絵は描けないし、面白いストーリーも思い浮かばない。

 若さゆえ、とりあえず突っ走ることが正義との思いで、初志貫徹で進んでいるだけでした。

 今思えば、ずっと将来に不安でした。

なかなか前進できない日々

 憧れはありましたが、人生を共にするような愛があるかどうかは、アニメ撮影会社ではわかりませんでした。なので、しばらく人生を迷走することになります。

 とりあえず、コンピュータパーツ倉庫のバイトしながら、アニメ制作会社への再就職先を探しました。

 当時の就職情報といえば、フロムエーという雑誌ぐらい。今のようなネットなんてなかったから、1ヶ月ぐらいは情報誌を読んで探しました。

 ところが、探し方が悪いのか、アニメ制作会社の募集が、まったくありません。

 1ヶ月2ヶ月と期待して探しましたが、アニメのバイトさえ募集がなかった。

 また撮影か、仕上げに戻ろうかと考えるほどでした。でも、それさえ募集がなかったんです。

 理由は、当時のアニメ制作会社が、社員を重視していて、アルバイト情報誌には募集が少なかったのではと思っています。多分ハローワークに行けば募集があったかもですが、当時の私には訪問することなど念頭にもなかったです。当時は職業安定所と言っていて、印象が悪かったですから。

 それに、以前も書きましたが、アニメ専門学校は業界の入口でした。そこからアニメ制作会社に入っていく人も多かったでしょう。

 現在のような人材派遣会社による派遣社員という、企業にとっては便利な人材募集もありません。私には、このまま倉庫内バイトを続けて、アニメ制作会社の情報を待つか、他の職種につくかの選択に迫られました。

 いくら若いと言っても、このままでは時間がもったいない。倉庫内バイトは気楽で、スタッフの方々とも良好な関係でしたが、さすがにバイトを何年も続けるのは無理と考えていました。結局、昭和の人間は、社員になって一人前という気持ちが根強かったのだと思います。

ふと目に入った募集記事

 そんな時、求人情報誌の1つの募集記事が目に入ってきました。

 アニメ制作会社の求人を探していましたが、その中に『編集プロダクション』『本を作ってみませんか』と言う記事があったんです。
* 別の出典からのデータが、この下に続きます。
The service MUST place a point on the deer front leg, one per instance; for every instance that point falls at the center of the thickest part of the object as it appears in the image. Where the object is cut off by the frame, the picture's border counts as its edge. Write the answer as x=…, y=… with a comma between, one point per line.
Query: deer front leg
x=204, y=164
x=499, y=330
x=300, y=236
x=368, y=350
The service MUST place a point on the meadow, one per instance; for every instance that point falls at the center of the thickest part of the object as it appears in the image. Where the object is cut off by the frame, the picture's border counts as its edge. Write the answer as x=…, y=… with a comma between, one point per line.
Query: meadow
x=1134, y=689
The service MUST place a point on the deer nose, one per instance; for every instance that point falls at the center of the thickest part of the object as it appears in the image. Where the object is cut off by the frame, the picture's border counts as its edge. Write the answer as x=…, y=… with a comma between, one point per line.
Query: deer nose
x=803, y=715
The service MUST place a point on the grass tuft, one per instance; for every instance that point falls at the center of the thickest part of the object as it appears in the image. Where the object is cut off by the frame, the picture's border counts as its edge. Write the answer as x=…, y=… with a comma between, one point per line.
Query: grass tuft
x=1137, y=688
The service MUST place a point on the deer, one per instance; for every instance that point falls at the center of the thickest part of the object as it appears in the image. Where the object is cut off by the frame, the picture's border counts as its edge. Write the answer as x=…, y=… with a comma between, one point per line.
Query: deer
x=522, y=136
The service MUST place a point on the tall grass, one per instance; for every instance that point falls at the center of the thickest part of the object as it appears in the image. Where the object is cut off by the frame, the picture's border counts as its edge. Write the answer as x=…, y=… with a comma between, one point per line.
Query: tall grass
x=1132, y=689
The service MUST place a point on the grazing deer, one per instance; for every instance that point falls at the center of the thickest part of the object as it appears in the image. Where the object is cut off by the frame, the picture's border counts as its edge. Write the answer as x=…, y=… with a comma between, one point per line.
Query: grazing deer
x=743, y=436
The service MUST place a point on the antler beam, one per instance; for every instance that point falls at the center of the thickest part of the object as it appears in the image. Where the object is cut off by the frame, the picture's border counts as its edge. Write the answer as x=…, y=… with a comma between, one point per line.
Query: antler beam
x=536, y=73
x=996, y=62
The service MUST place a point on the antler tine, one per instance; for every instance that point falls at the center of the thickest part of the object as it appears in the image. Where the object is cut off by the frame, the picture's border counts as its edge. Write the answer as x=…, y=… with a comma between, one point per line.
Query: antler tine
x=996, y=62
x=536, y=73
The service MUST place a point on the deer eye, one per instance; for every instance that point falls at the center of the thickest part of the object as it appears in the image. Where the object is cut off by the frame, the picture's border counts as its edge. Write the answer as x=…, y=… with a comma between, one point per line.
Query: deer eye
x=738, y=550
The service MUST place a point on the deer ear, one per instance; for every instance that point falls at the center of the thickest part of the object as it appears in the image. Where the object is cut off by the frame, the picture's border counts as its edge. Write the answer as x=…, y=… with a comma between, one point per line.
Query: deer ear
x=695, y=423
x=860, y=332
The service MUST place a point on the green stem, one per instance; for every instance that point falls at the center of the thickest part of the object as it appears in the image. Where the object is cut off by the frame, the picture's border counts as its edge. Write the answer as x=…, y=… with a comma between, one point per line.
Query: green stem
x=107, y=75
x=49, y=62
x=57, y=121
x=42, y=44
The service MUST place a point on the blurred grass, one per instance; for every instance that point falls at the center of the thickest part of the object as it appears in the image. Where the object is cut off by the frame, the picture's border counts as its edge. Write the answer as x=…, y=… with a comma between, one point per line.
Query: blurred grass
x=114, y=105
 私としては、絵も描けない人間がアニメで活躍するには、絵コンテか脚本で頑張るしかない。それで、専門学校の授業で少しだけ脚本も書いた。だったら、文章や本に関する仕事をしてみるのもいいのでは。

 慣れてきた頃に、アニメ制作会社に変わってもまだ大丈夫だろう。

 などと、気軽に考えて応募したのです。

 まさかこれが、私の本業になるとは思いませんでした。

 もし同時期にアニメ関連の会社の募集があれば、そこを応募し、おそらく制作進行をやっていたと思います。もちろんその後はどうなっていたか、すぐにやめていたかも知れないし、数十年続けていたかも。

 人生の分かれ道って、思ってもいないところにあったわけです。